The COVID-19 pandemic has had detrimental impacts on various segments of the economy. The Micro Small and Medium Enterprises (MSMEs) are among the hardest hit. Both formal and informal MSMEs are severely affected. This is primarily because of the fact that the MSMEs usually have low cash-to-asset ratio. A rapid assessment commissioned by UNDP shows that every three in five employees have lost their jobs in the micro and small businesses. The lockdown has threatened the very survival of many of these businesses. MSMEs and the home-based workers (entrepreneurs), most of whom are women, have poor access to resources and reports show that already over 80% of them are not functional. They will not be able to restart and adapt to the new normal without any special recovery support.

The pandemic has clearly brought into focus two critical factors in the development practice. First, the crisis has demonstrated just how essential “unpaid care” work is at home, in the economy and for our health and survival, which so far has been neglected.

Second, the pandemic has laid bare the starkest inequalities within countries and between countries. This has exacerbated the impact of COVID-19 creating differential impact on different groups and hitting the poorest and the vulnerable the hardest. Whatever we do during and post crisis for recovery of livelihoods and jobs should not just aim at putting the economy back to where it was before but strive for building a more equal, inclusive and sustainable economy that is resilient enough in coping with similar crisis in the future.

The crisis is of such an unprecedented scale and magnitude that we have no experience to fall back on. However, what is happening in reality is that households operate as a resilient enterprise absorbing all kinds of shocks and disasters, either human-made or natural.

These households, in economics, are assumed as consumption units and hence “unproductive” and “non-economic.” However, as they say, grasses are green on the other side, there are always good solutions that we can innovate and accelerate to address the challenges and issues imposed by the current crisis, and among those solutions, Household Enterprising is one of them.
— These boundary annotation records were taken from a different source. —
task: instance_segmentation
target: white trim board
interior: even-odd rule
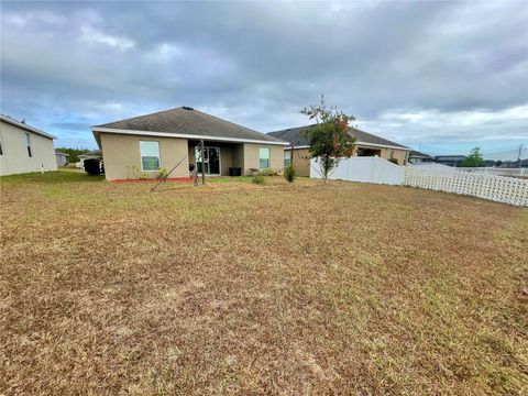
[[[135,131],[135,130],[124,130],[124,129],[105,128],[105,127],[94,127],[91,131],[102,132],[102,133],[118,133],[118,134],[131,134],[131,135],[142,135],[142,136],[161,136],[161,138],[179,138],[179,139],[228,142],[228,143],[257,143],[257,144],[270,144],[270,145],[282,145],[282,146],[286,146],[289,144],[288,142],[271,142],[271,141],[260,141],[260,140],[253,140],[253,139],[238,139],[238,138],[219,138],[219,136],[208,136],[208,135],[196,135],[190,133]]]
[[[354,142],[354,145],[410,151],[410,148],[408,148],[408,147],[398,147],[398,146],[393,146],[393,145],[374,144],[374,143],[366,143],[366,142]],[[294,146],[294,150],[300,150],[300,148],[310,148],[310,146],[309,145]],[[292,146],[285,147],[284,150],[292,150]]]

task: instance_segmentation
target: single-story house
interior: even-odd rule
[[[431,155],[420,153],[416,150],[413,150],[409,153],[409,164],[432,163],[433,160],[435,158]]]
[[[285,166],[293,165],[298,176],[310,176],[310,153],[307,132],[316,124],[289,128],[270,132],[268,135],[289,142],[284,151]],[[408,161],[410,148],[399,143],[350,128],[349,134],[356,139],[354,143],[354,156],[378,156],[385,160],[397,161],[405,165]]]
[[[100,150],[92,150],[85,154],[79,154],[79,162],[75,163],[75,166],[78,168],[85,167],[85,160],[102,160],[102,152]]]
[[[56,151],[55,160],[57,161],[57,166],[67,166],[69,164],[69,154]]]
[[[0,176],[57,170],[55,136],[0,114]]]
[[[437,155],[435,162],[448,166],[460,166],[465,158],[465,155]]]
[[[188,177],[189,164],[195,162],[198,173],[204,169],[209,176],[228,176],[230,168],[242,175],[264,168],[282,172],[287,145],[189,107],[96,125],[92,132],[109,180],[155,177],[160,169],[168,172],[178,163],[169,177]]]

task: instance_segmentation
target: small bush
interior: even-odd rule
[[[167,176],[168,176],[168,170],[165,168],[160,168],[160,170],[157,170],[156,173],[157,179],[166,178]]]
[[[265,168],[258,172],[258,175],[261,176],[277,176],[278,170],[272,169],[272,168]]]
[[[295,180],[295,169],[292,165],[284,168],[284,178],[289,183],[294,183],[294,180]]]
[[[101,164],[97,158],[85,160],[85,170],[88,175],[98,176],[101,174]]]
[[[263,175],[256,175],[251,179],[251,182],[253,182],[254,184],[264,184],[266,179],[264,178]]]

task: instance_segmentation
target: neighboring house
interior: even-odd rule
[[[55,136],[0,114],[0,175],[57,170]]]
[[[465,155],[437,155],[435,162],[448,166],[460,166],[465,158]]]
[[[289,142],[285,147],[284,163],[292,164],[298,176],[310,176],[310,153],[307,132],[310,128],[307,125],[290,128],[282,131],[270,132],[268,135]],[[402,144],[388,141],[386,139],[350,128],[349,134],[356,139],[354,143],[354,156],[378,156],[385,160],[396,160],[399,165],[407,163],[410,148]]]
[[[428,154],[424,154],[415,150],[413,150],[409,153],[409,164],[421,164],[421,163],[432,163],[432,162],[433,162],[433,157]]]
[[[57,161],[57,166],[68,166],[69,164],[69,154],[55,152],[55,160]]]
[[[85,167],[85,160],[102,160],[102,152],[100,150],[92,150],[85,154],[79,155],[79,162],[75,163],[76,167],[84,168]]]
[[[284,167],[284,146],[279,139],[221,120],[189,107],[155,112],[92,127],[102,150],[107,179],[155,177],[160,169],[169,177],[188,177],[189,164],[201,174],[249,175],[252,169]],[[200,141],[206,155],[201,160]],[[238,169],[237,169],[238,168]]]

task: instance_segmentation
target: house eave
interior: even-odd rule
[[[190,133],[136,131],[136,130],[125,130],[125,129],[116,129],[116,128],[106,128],[106,127],[92,127],[91,131],[94,132],[94,134],[96,132],[97,133],[116,133],[116,134],[129,134],[129,135],[142,135],[142,136],[204,140],[204,141],[208,141],[208,142],[215,141],[215,142],[227,142],[227,143],[257,143],[257,144],[271,144],[271,145],[282,145],[282,146],[286,146],[286,145],[289,144],[288,142],[274,142],[274,141],[264,141],[264,140],[261,141],[261,140],[253,140],[253,139],[238,139],[238,138],[222,138],[222,136],[208,136],[208,135],[196,135],[196,134],[190,134]]]
[[[41,130],[38,130],[38,129],[36,129],[36,128],[33,128],[33,127],[30,127],[30,125],[26,125],[25,123],[19,122],[19,121],[13,120],[13,119],[11,119],[11,118],[9,118],[9,117],[0,116],[0,119],[1,119],[3,122],[6,122],[6,123],[9,123],[9,124],[11,124],[11,125],[21,128],[21,129],[23,129],[23,130],[26,130],[28,132],[33,132],[33,133],[36,133],[36,134],[38,134],[38,135],[41,135],[41,136],[44,136],[44,138],[47,138],[47,139],[52,139],[52,140],[57,139],[56,136],[54,136],[54,135],[52,135],[52,134],[50,134],[50,133],[43,132],[43,131],[41,131]]]
[[[366,143],[366,142],[354,142],[354,145],[360,145],[360,146],[371,146],[371,147],[380,147],[380,148],[394,148],[394,150],[402,150],[402,151],[410,151],[409,147],[399,147],[399,146],[393,146],[393,145],[386,145],[386,144],[375,144],[375,143]],[[309,145],[299,145],[299,146],[288,146],[285,150],[301,150],[301,148],[310,148]]]

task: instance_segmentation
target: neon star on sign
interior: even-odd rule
There is a momentous need and significance of considering every household as an enterprise. Some of the areas and spheres where the households can maximize income and family welfare are family farm production activities such as agriculture, animal husbandry, domestic marketing and manufacturing activities such as weaving, sewing and handicraft. Women are also primary producers, within the households, of the tradable goods and related services such as coffee, tea, cardamom, lentil, ginger and herbal products.

In order to bring the concept of household enterprise into reality, it must be recognized and brought into planning process as an economic unit.

Every household must be treated as an enterprise (family farm enterprise) and supported with well-coordinated relief and economic stimulus package. Priority should be in aiding households with initial investment, capacity development, innovation and technology.

In the process, unpaid care work needs to be taken into account and given special attention, as it has immense significance in knitting the society together, from young to old and from household to hospital. Special provisions of economic compensation for guaranteeing social protection, including protection against domestic violence (which is on the rise), hospital and health care should be made.

About the author:

Bina Pradhan is working as an adviser at The Federation of Business & Professional Women, Nepal (FBPWN).